Demon Slayer Is A Victim Of Its Own Success

By Jonathan Klotz | Updated

Demon Slayer is the world’s most popular anime, one of the best-selling manga in history, proving that anime can be a hit in movie theaters, so why is it now being turned on by a large section of the anime community? The “Hashira Training” arc that just finished up, bringing the latest season to a close, was fairly well-received, but at this level of success, “decent” isn’t considered good enough. Besides, after years of hype, new fans are checking out the series to see what the fuss is all about, and for the most part, they are disappointed by what they see.

The Blowback

Following the conclusion of Demon Slayer Season 5, I wanted to see if other fans enjoyed it as much as I did, as I’m one of those who thinks the adaptation is better than the manga, so imagine my surprise when I found countless topics with titles like, “I don’t get why Demon Slayer is so popular,” “Demon Slayer is overrated,” or this one that gets right to the point, “Demon Slayer is the worst and most boring anime.” That last one is from before Season 5 aired, but there is no way the thoughtful “Hashira Training” arc would change that person’s mind.

Stunning Animation But Simple Plot

Amazingly, for as bad a reputation as the anime community has, unfairly, in my opinion, the criticisms against Demon Slayer are typically valid ones that point out the simplistic narrative, one-dimensional characters, and that the “Hashira Training” arc was a season of nothing but filler that could have been shortened into a movie.

The stunning animation quality, which is still the best in anime history, isn’t enough to carry the plot now that the “wow” factor has worn off. Pretty, but shallow, in a post-Attack on Titan world, isn’t good enough.

An Introduction To Anime

It’s true that the story of Demon Slayer is simple: Tanjiro Kamado is trying to save his sister, Nezuko, who became a demon, and in doing so, has to vanquish Muzan, the King of Demons, by mastering an ancient style of fighting that utilizes breathing techniques. Again, this is not the twisted, layered narrative of Attack on Titan, but it does lack the depth of, say, One Piece, which goes beyond “I’m the next Pirate King” to involve deep character conflict.

I don’t mean to imply that Demon Slayer is bad for being simple, as that’s done on purpose, but there’s a good reason, as this is an introductory Shonen anime. Not everything has to include the levels of narrative found in a Mobile Suit Gundam series; sometimes, it’s okay for a show to look good and be fun.

The Dual Between Popularity And Quality

What anime fans have to keep in mind when discussing Demon Slayer is that being popular often doesn’t mean something is naturally better than everything else. Look at the depth of a sci-fi series like The Expanse, which isn’t nearly as popular as The Mandalorian, or how Lost was inexplicably more popular than Person of Interest despite being a vastly superior show. On the other hand, accessible doesn’t mean a series is horrible.

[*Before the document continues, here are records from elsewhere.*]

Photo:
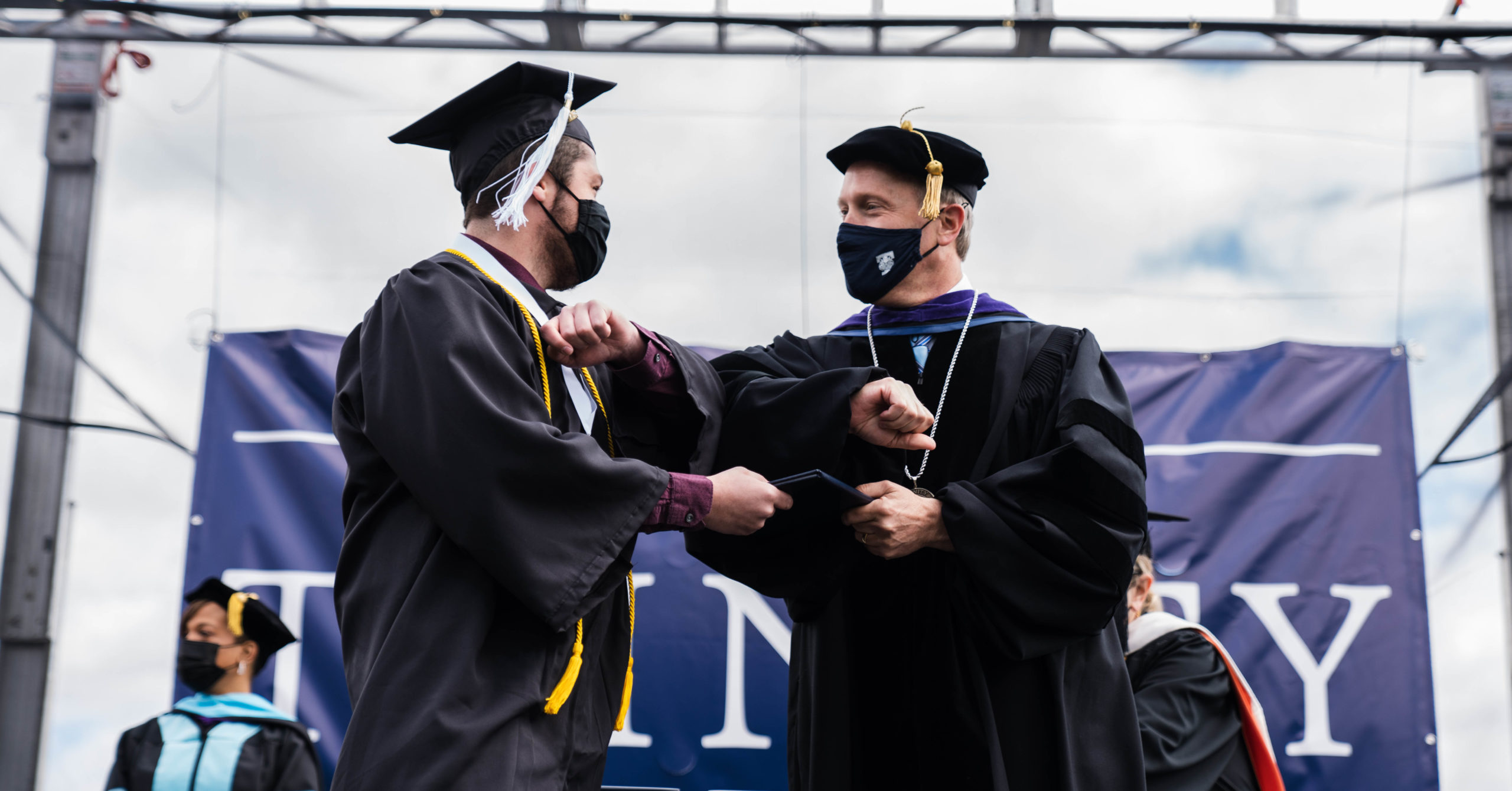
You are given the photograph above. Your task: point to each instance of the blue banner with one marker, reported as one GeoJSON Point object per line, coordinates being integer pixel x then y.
{"type": "Point", "coordinates": [1304, 554]}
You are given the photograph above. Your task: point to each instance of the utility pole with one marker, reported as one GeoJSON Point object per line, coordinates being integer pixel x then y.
{"type": "Point", "coordinates": [41, 451]}
{"type": "Point", "coordinates": [1496, 129]}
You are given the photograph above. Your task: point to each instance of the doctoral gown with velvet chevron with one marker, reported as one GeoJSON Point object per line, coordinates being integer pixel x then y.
{"type": "Point", "coordinates": [998, 666]}
{"type": "Point", "coordinates": [480, 528]}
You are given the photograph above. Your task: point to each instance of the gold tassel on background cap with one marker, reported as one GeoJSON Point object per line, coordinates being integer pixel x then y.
{"type": "Point", "coordinates": [563, 690]}
{"type": "Point", "coordinates": [935, 179]}
{"type": "Point", "coordinates": [233, 612]}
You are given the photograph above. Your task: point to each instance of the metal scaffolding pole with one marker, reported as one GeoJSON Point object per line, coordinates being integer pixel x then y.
{"type": "Point", "coordinates": [41, 451]}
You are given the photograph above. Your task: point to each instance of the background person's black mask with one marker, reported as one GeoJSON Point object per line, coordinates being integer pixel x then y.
{"type": "Point", "coordinates": [878, 259]}
{"type": "Point", "coordinates": [590, 243]}
{"type": "Point", "coordinates": [197, 666]}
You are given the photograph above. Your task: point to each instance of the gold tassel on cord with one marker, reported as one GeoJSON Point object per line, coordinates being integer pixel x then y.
{"type": "Point", "coordinates": [625, 699]}
{"type": "Point", "coordinates": [936, 174]}
{"type": "Point", "coordinates": [630, 669]}
{"type": "Point", "coordinates": [563, 690]}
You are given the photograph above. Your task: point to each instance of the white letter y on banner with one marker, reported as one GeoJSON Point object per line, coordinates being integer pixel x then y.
{"type": "Point", "coordinates": [1265, 599]}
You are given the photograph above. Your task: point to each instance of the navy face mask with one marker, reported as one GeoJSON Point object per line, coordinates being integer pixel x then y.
{"type": "Point", "coordinates": [878, 259]}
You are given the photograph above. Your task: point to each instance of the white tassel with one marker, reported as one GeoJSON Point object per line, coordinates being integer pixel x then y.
{"type": "Point", "coordinates": [522, 182]}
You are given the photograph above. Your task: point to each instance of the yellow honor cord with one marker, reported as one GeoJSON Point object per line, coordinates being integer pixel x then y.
{"type": "Point", "coordinates": [563, 692]}
{"type": "Point", "coordinates": [233, 612]}
{"type": "Point", "coordinates": [530, 319]}
{"type": "Point", "coordinates": [569, 679]}
{"type": "Point", "coordinates": [608, 434]}
{"type": "Point", "coordinates": [630, 668]}
{"type": "Point", "coordinates": [935, 179]}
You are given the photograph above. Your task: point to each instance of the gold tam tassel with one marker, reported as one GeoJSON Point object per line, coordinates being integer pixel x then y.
{"type": "Point", "coordinates": [563, 690]}
{"type": "Point", "coordinates": [233, 612]}
{"type": "Point", "coordinates": [630, 669]}
{"type": "Point", "coordinates": [936, 176]}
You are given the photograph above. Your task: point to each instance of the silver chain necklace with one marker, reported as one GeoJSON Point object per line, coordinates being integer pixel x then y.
{"type": "Point", "coordinates": [940, 410]}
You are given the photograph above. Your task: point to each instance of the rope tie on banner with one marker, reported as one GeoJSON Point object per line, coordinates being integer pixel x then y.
{"type": "Point", "coordinates": [111, 68]}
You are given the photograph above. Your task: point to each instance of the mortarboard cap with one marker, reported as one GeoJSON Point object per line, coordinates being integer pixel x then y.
{"type": "Point", "coordinates": [938, 158]}
{"type": "Point", "coordinates": [501, 114]}
{"type": "Point", "coordinates": [246, 616]}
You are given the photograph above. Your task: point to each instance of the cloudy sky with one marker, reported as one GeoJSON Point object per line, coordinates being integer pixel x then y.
{"type": "Point", "coordinates": [1165, 206]}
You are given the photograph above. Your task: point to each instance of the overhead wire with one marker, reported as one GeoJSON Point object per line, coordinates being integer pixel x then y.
{"type": "Point", "coordinates": [103, 427]}
{"type": "Point", "coordinates": [47, 321]}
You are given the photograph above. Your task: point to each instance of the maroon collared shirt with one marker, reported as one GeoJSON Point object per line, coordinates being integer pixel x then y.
{"type": "Point", "coordinates": [689, 498]}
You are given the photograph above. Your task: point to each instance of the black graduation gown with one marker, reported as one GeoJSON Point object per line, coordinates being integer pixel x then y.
{"type": "Point", "coordinates": [279, 757]}
{"type": "Point", "coordinates": [480, 530]}
{"type": "Point", "coordinates": [1189, 717]}
{"type": "Point", "coordinates": [998, 666]}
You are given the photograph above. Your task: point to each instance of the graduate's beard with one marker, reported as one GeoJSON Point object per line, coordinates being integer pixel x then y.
{"type": "Point", "coordinates": [557, 253]}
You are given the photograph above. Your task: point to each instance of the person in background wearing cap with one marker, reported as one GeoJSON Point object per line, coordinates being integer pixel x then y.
{"type": "Point", "coordinates": [504, 453]}
{"type": "Point", "coordinates": [960, 631]}
{"type": "Point", "coordinates": [1201, 725]}
{"type": "Point", "coordinates": [223, 737]}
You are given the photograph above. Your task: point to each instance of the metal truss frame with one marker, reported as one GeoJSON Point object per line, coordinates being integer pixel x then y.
{"type": "Point", "coordinates": [1440, 44]}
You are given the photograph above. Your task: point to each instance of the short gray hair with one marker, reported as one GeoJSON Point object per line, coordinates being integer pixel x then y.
{"type": "Point", "coordinates": [950, 195]}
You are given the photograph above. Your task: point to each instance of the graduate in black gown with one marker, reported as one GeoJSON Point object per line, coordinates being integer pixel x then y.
{"type": "Point", "coordinates": [1200, 722]}
{"type": "Point", "coordinates": [223, 737]}
{"type": "Point", "coordinates": [504, 453]}
{"type": "Point", "coordinates": [962, 631]}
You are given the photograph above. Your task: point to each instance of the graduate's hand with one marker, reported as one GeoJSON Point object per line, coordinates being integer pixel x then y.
{"type": "Point", "coordinates": [888, 413]}
{"type": "Point", "coordinates": [743, 502]}
{"type": "Point", "coordinates": [592, 333]}
{"type": "Point", "coordinates": [898, 522]}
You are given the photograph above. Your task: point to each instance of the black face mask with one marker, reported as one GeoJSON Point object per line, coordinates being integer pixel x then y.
{"type": "Point", "coordinates": [590, 243]}
{"type": "Point", "coordinates": [878, 259]}
{"type": "Point", "coordinates": [197, 666]}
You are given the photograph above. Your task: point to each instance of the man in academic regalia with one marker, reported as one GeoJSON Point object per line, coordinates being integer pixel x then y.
{"type": "Point", "coordinates": [964, 630]}
{"type": "Point", "coordinates": [1201, 725]}
{"type": "Point", "coordinates": [223, 736]}
{"type": "Point", "coordinates": [493, 495]}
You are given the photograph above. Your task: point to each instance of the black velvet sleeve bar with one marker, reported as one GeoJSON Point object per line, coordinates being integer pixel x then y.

Demon Slayer Is Accessible

demon slayer

Demon Slayer has been so successful because it is easy to get into, the world buidling is kept to a minimal, what you need to know is shown on screen, with plenty of episodes including slower moments that get viewers caught up on who’s who and why they are important.

Compare that to the hundreds of episodes of Naruto, or Bleach, or the absurd amount of One Piece episodes out there, and you’ll see why the series has become so popular.

Still Better Than Most Shows Today

Despite its history making success, Demon Slayer should not, and really can not, be compared to the vast worlds found in other Shonen anime. Recognize that it’s gorgeous but shallow compared to other anime, and there’s nothing wrong with that. After all, I’ll take Season 5’s “Hashira Training” arc over the majority of streaming original series and everything on broadcast television.